After searching for a solution for about a day, we could not figure it out and called in the support of Microsoft. Unfortunately they also weren't very sure how to solve it, but did mentioned the possibility of installing SP1 which might solve the issue. On the other hand, the also feared that installing SP1 would fail because of the broken site. To be sure we prefered to test the installation of SP1 first. In the meantime, the users couldn't access their data and we had to fix that first.
The suggestion of Microsoft was to use stsadm -o export/import. We would restore a known good copy of the database to a restore environment, export the sub site tree, copy it to the production environment and import on top of the broken sub site. Unfortunately this did not work, we received the same error. The alternative was to restore to a new sub site. The import started fine, but after about seven hours stsadm crashed! Also a second import crashed......now what.

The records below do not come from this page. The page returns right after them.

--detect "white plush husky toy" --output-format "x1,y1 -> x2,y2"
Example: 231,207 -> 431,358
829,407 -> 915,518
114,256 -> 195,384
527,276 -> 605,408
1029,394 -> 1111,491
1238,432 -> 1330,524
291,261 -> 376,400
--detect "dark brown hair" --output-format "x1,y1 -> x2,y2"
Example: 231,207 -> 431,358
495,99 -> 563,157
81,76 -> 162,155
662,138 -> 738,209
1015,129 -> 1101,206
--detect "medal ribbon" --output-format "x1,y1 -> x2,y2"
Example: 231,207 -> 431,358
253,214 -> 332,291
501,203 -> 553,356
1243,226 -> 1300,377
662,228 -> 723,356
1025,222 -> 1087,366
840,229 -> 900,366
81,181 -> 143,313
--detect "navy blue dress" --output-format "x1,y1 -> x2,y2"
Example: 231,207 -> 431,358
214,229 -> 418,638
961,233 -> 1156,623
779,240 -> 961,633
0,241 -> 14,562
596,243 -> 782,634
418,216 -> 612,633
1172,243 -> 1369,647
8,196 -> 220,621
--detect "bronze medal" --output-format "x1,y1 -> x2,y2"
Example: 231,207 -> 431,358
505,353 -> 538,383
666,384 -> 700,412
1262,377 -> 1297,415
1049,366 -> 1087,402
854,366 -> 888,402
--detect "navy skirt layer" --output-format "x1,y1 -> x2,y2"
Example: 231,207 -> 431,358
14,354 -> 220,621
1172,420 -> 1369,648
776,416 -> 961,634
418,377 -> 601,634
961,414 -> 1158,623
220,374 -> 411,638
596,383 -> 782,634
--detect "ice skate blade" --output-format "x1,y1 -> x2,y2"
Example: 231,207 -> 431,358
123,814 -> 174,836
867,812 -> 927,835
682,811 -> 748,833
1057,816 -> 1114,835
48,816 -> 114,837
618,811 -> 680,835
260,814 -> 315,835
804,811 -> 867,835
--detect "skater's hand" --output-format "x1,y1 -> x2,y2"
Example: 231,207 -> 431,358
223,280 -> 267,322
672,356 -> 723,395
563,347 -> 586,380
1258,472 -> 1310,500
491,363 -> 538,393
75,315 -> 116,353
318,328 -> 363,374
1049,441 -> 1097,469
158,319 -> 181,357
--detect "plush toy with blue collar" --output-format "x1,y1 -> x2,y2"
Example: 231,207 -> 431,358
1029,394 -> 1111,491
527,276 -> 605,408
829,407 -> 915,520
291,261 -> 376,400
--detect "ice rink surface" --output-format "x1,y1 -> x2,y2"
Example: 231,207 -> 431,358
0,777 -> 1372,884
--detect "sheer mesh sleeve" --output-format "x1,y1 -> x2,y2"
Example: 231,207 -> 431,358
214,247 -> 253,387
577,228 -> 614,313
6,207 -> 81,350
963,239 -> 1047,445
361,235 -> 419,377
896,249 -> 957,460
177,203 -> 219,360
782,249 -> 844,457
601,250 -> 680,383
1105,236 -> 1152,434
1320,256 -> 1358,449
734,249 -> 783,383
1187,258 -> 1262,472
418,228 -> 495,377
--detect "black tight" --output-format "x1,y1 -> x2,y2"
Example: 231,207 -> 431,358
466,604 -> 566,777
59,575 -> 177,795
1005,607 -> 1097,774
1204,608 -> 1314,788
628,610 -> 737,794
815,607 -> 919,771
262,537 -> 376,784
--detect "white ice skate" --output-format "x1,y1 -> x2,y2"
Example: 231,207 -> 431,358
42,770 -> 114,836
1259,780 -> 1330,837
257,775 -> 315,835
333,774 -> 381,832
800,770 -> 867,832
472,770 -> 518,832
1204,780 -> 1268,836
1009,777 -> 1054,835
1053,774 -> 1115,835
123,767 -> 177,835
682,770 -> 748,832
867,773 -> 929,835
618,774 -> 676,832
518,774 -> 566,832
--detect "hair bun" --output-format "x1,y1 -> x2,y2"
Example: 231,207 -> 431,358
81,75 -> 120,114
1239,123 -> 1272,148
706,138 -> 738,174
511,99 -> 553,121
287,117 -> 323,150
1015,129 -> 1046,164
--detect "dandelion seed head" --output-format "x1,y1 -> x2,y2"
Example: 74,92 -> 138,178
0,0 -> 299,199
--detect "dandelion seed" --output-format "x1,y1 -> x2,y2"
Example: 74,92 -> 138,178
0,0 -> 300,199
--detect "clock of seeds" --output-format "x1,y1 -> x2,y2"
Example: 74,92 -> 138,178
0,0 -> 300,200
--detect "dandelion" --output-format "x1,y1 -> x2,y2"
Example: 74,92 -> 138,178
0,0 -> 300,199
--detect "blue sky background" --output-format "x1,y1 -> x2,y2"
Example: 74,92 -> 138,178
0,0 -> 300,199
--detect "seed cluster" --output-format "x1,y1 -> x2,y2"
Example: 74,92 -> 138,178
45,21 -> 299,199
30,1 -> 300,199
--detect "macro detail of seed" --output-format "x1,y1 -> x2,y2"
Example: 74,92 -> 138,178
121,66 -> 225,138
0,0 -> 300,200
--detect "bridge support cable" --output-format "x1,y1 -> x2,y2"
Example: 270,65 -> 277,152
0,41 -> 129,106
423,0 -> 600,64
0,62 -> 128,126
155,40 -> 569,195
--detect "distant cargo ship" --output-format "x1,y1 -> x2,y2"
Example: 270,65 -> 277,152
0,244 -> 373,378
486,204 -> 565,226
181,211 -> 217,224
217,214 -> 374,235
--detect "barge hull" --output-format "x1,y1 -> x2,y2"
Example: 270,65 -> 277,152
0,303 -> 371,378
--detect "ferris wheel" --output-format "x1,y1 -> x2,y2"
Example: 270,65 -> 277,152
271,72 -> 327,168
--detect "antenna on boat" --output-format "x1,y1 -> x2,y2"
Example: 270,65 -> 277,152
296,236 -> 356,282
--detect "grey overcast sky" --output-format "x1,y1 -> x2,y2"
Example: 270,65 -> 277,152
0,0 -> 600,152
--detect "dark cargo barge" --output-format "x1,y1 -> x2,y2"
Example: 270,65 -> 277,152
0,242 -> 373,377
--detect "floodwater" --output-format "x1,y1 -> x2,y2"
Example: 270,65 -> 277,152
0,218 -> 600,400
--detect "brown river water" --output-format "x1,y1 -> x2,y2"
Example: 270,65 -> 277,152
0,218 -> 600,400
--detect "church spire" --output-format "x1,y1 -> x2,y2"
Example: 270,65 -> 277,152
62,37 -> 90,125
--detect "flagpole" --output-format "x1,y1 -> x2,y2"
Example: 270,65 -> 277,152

We had bought MetaLogix Migration Manager to migrate content from file shares, ASP/HTML websites and other SharePoint environments into our new central MOSS2007 environment. So we gave that tool a go. Fortunately that worked. After several hours, the data was available again for the users.
FIX THE PRODUCTION ENVIRONMENT:
I wanted to test the installation of SP1 on a copy of that site collection. I tried to use stsadm -o backup/restore to copy the production site collection and to a restore environment. The backup went fine, but restore failed after 8 to 10 hours :-(
I then tried to create a backup of the entire database, restore that to the restore database server and attach to an empty web application. Fortunately that worked and I had an environment to test SP1 on. The installation of SP1 completed successfully and we now know that we can install SP1 without any issues on the environment.
The entire site collection was about 48GB of size. The sub site tree was about 25GB. Moveing the data using the default stsadm tools, did not work. It looks like stsadm is having some issues with large sites.
According to Microsoft Product Support, SP1 contains stored procedures which check and fix security issues. They weren't sure if those stored procedures would fix our issue. Obviously it did :-)